More than five years ago, Rob knew something had to change. He couldn’t keep doing it. So, he picked up the Bible he used to roll cigarettes with and shook his hand at God – and asked him if he was real. “I was really angry at Him about everything.”
“A little while later, this chaplain guy thought I should do the Kairos Prison Ministry program, Kairos Inside. ‘Well,’ I thought, ‘I’ve got nothing to lose.’”
Kairos is an interdenominational Christian service that provides spiritual support to prisoners. In the middle of doing the short course Kairos Inside, Rob ‘saw’ his daughter as a newborn in his arms and could even smell her soft baby smell. “God told me He was going to teach me how to love again,” Rob recalls.
At times when he was released, Rob would sit in the backyard and look at his wife and kids and not know “how to feel it, love that is… it felt really strange.”
“I did stuff and hoped God was going to accept me but it didn’t work.” – Rob Young
The impact of the Kairos Inside program was profound. He had been to church in prison but it felt like he was just going through the motions. “After the programme, I went back to church in the prison. Finally, I could pick up the Bible and it started making sense to me.

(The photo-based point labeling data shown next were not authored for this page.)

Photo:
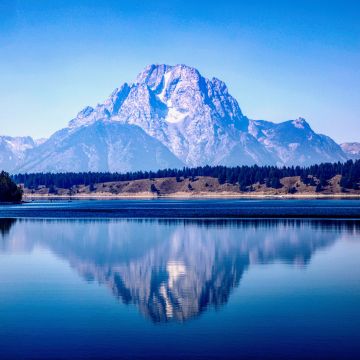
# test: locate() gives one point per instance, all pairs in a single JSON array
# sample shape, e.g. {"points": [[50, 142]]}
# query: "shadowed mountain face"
{"points": [[170, 116], [173, 270]]}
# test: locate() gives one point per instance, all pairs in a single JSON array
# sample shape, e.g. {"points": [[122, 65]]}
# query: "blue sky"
{"points": [[280, 59]]}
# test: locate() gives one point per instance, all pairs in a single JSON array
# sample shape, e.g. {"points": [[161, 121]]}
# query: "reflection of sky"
{"points": [[176, 269]]}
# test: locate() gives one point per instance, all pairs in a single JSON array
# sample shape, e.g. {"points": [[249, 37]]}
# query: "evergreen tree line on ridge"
{"points": [[244, 176]]}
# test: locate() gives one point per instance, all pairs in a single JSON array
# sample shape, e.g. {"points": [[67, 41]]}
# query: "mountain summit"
{"points": [[172, 116]]}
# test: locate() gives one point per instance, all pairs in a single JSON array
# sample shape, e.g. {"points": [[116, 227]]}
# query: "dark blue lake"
{"points": [[84, 280]]}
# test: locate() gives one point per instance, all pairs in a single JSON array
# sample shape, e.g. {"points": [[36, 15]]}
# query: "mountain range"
{"points": [[170, 116]]}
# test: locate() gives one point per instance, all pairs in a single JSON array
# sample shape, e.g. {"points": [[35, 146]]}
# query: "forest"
{"points": [[9, 191], [243, 176]]}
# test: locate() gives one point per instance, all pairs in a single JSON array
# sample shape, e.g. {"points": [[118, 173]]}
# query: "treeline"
{"points": [[9, 191], [244, 176]]}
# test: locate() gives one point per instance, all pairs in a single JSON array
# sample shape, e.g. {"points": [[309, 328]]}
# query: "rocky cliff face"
{"points": [[172, 116], [352, 150]]}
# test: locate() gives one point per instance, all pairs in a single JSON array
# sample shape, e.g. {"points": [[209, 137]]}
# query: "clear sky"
{"points": [[280, 59]]}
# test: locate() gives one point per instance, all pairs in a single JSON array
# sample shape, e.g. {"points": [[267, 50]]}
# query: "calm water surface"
{"points": [[191, 288]]}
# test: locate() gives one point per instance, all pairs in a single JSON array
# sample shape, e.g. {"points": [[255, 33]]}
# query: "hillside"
{"points": [[191, 187]]}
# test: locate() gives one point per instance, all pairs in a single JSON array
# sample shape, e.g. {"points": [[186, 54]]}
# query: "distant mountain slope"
{"points": [[294, 142], [352, 150], [171, 116], [12, 151], [100, 147]]}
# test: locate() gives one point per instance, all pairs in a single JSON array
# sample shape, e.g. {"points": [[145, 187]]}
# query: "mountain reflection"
{"points": [[173, 270]]}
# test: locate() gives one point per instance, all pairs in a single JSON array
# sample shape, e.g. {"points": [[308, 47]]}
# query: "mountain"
{"points": [[12, 151], [352, 150], [172, 116], [100, 147], [294, 142]]}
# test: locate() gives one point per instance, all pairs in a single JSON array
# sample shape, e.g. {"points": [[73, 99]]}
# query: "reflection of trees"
{"points": [[5, 226], [175, 269]]}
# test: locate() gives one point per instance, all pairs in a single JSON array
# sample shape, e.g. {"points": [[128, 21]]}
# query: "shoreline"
{"points": [[187, 196]]}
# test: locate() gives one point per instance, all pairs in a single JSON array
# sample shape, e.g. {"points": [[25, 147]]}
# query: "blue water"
{"points": [[178, 288], [190, 208]]}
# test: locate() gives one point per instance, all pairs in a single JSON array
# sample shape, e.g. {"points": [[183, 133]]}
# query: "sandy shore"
{"points": [[185, 195]]}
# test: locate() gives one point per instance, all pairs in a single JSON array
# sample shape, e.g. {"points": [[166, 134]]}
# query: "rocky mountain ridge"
{"points": [[171, 116]]}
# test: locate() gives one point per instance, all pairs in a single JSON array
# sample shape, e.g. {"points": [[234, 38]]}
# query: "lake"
{"points": [[90, 279]]}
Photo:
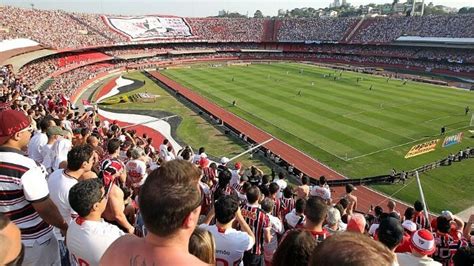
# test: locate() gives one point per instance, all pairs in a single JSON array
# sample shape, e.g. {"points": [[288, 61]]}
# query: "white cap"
{"points": [[224, 160], [409, 225], [447, 214]]}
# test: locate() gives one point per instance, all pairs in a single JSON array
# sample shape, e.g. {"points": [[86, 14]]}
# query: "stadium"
{"points": [[379, 105]]}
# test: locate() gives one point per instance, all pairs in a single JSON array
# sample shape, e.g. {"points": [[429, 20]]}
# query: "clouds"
{"points": [[196, 8]]}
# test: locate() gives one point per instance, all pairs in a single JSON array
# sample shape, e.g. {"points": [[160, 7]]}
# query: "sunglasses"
{"points": [[28, 128]]}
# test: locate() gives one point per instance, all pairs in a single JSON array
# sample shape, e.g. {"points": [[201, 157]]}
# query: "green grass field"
{"points": [[357, 131]]}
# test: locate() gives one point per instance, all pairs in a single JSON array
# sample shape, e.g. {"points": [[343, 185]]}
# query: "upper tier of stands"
{"points": [[60, 30]]}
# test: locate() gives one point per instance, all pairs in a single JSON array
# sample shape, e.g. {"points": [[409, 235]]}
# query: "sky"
{"points": [[197, 8]]}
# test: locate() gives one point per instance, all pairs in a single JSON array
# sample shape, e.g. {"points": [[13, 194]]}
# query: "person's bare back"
{"points": [[132, 250]]}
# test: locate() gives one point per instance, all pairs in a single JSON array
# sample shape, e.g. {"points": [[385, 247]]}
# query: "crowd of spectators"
{"points": [[315, 29], [388, 29], [61, 29], [76, 189], [227, 29]]}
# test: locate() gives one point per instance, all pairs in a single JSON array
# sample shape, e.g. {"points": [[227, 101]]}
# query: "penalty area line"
{"points": [[400, 145]]}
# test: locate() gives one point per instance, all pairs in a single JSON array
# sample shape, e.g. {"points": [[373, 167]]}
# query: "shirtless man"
{"points": [[351, 198], [170, 203], [113, 173]]}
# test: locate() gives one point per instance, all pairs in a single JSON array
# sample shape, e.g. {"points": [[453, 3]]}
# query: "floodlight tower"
{"points": [[412, 13]]}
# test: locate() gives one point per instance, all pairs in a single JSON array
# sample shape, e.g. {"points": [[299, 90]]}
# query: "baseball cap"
{"points": [[55, 130], [391, 228], [204, 162], [334, 216], [224, 160], [447, 214], [356, 223], [238, 165], [423, 242], [350, 188], [11, 122], [409, 225], [111, 166]]}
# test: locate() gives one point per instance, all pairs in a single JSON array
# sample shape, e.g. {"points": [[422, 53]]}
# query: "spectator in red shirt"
{"points": [[315, 212]]}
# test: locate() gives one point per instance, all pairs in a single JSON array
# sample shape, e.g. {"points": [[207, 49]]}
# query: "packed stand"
{"points": [[99, 194], [315, 29], [55, 28], [227, 29], [388, 29]]}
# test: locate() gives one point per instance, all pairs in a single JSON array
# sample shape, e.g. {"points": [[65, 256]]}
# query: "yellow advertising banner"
{"points": [[422, 148]]}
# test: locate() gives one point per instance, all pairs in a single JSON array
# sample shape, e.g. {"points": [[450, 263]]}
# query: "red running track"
{"points": [[309, 166]]}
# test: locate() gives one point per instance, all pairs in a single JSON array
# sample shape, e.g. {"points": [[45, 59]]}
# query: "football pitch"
{"points": [[358, 124]]}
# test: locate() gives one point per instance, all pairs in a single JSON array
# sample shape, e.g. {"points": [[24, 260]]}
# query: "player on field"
{"points": [[230, 243], [259, 222]]}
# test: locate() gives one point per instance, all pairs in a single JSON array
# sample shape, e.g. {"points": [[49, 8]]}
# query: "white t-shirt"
{"points": [[292, 219], [136, 172], [321, 192], [407, 259], [59, 185], [47, 153], [373, 228], [35, 145], [276, 228], [88, 240], [235, 179], [282, 185], [230, 245]]}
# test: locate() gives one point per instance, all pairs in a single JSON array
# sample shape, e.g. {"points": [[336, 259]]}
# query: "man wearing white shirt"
{"points": [[296, 218], [89, 235], [322, 191], [39, 139], [280, 180], [276, 229], [230, 243], [80, 161]]}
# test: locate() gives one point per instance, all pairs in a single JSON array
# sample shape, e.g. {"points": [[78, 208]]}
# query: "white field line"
{"points": [[396, 146], [120, 82]]}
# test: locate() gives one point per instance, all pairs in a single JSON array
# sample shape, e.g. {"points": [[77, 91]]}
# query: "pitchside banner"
{"points": [[142, 28], [451, 140], [422, 148]]}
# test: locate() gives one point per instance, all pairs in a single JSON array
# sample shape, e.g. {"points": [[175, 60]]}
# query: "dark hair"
{"points": [[113, 145], [316, 210], [225, 209], [390, 232], [344, 203], [378, 210], [78, 155], [304, 180], [295, 249], [44, 124], [464, 256], [322, 180], [300, 205], [4, 220], [169, 195], [224, 177], [84, 194], [409, 212], [351, 249], [253, 194], [273, 188], [267, 205], [443, 225], [288, 192], [418, 206], [201, 150], [85, 131]]}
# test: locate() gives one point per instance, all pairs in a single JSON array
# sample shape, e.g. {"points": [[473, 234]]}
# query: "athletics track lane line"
{"points": [[311, 167]]}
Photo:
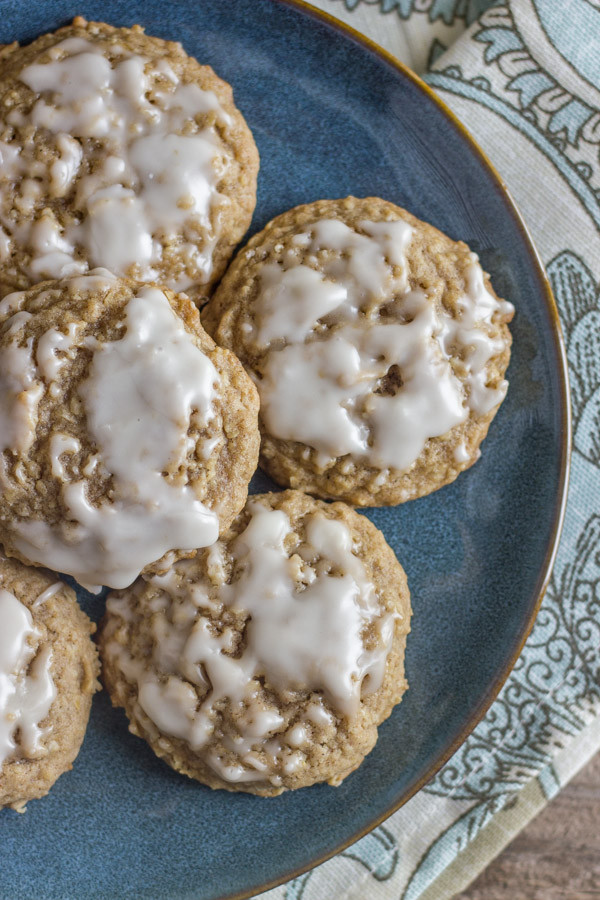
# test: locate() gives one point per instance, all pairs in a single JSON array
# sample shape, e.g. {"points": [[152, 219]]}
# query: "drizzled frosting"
{"points": [[376, 387], [27, 689], [148, 396], [307, 608], [149, 195]]}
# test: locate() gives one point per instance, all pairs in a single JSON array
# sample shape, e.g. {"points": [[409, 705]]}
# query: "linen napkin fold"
{"points": [[524, 78]]}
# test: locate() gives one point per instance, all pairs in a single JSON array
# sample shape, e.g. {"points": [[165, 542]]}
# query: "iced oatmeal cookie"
{"points": [[48, 675], [377, 345], [119, 150], [266, 662], [127, 438]]}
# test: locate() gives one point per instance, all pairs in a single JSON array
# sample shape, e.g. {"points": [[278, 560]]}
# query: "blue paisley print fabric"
{"points": [[524, 76]]}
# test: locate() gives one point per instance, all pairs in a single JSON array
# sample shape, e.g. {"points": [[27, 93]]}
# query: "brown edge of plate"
{"points": [[563, 481]]}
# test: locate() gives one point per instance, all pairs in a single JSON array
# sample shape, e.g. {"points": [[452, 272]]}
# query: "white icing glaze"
{"points": [[27, 689], [328, 389], [153, 177], [306, 636], [20, 393], [143, 393], [461, 454]]}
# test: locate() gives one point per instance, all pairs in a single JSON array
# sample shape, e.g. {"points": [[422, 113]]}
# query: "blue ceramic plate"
{"points": [[331, 116]]}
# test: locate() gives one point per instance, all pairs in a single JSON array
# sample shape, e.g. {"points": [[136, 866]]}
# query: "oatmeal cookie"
{"points": [[377, 344], [119, 150], [126, 435], [48, 675], [267, 661]]}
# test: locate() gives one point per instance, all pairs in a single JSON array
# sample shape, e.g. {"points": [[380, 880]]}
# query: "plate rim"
{"points": [[565, 447]]}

“I had a few good fights with God… ‘You haven’t done anything for me!!’ and when I woke the next morning, I read the Bible. I read about Peter in the Book of Acts where a light shone in the cell and an angel of the Lord appeared. Wow! That was when I first realised that God did care about me and wanted to be in my life.”
When Rob became a Christian, he really changed. Instead of standing over, belting and bullying other prisoners, he ended up bullying the other prisoners into joining up for the Kairos Inside programme and going to church. He was now a good standover guy!
Rob was released for the last time about five years ago and, as a new Christian out of prison, he thought he would just go back to his old ways. That’s what had happened every other time. But Rod soon received a visit from Kairos volunteers. “These guys came around me and they really helped me and showed me how it was supposed to be. I have many friends now and they are so supportive.”
“I became like a blithering baby when God showed me that love.” – Rob Young
When asked what has changed, Rob answers without hesitation: “I had done so much and wanted to pay something back to the community. I slept out with the homeless. I tried to do things on my own. I did stuff and hoped God was going to accept me but it didn’t work. I still had a void.”
“[But] I found love, hope and faith when total strangers loved on me. I became like a blithering baby when he showed me that love.
“One day, He showed me so much about love… I had ended up in hospital spewing up blood. Next thing, I heard a lady get told that her mum wasn’t going to make it. I saw she had a cross on her neck and I said ‘Keep your faith, love’. She spun around. ‘Do you know God?,’ she asked. ‘Yes, I met him in prison 4 years ago.’
“She told me something that blew me away: ‘My mum has written to prisoners for many years.’
So, I went over to her mum who was dying and told her that when you wrote to prisoners you made a difference; I became a Christian in prison.’ She said ‘The Lord bless you’ and closed her eyes.”
Kairos talks a lot about ‘agape‘ love; the kind of love only God can give. A simple lesson was learned one day when Rob was late for church. “An old lady sat beside me and just showed me where the preacher was up to in the book.” Simple love – and some people miss that, according to Rob. He wonders why so many Christians don’t get excited about God. He is full on for God and everyone around him knows it.
God is restoring life for Rob now. His daughter wanted a baby but had trouble falling pregnant so he prayed. And now he’s been blessed with a grandson; the light of his life. Relationship with his daughter and other family members has healed.
God even repaired a relationship with a police officer who had arrested him. They are friends now. “If God can do that, when I had a profound hatred for police, he can do anything!” says Rob.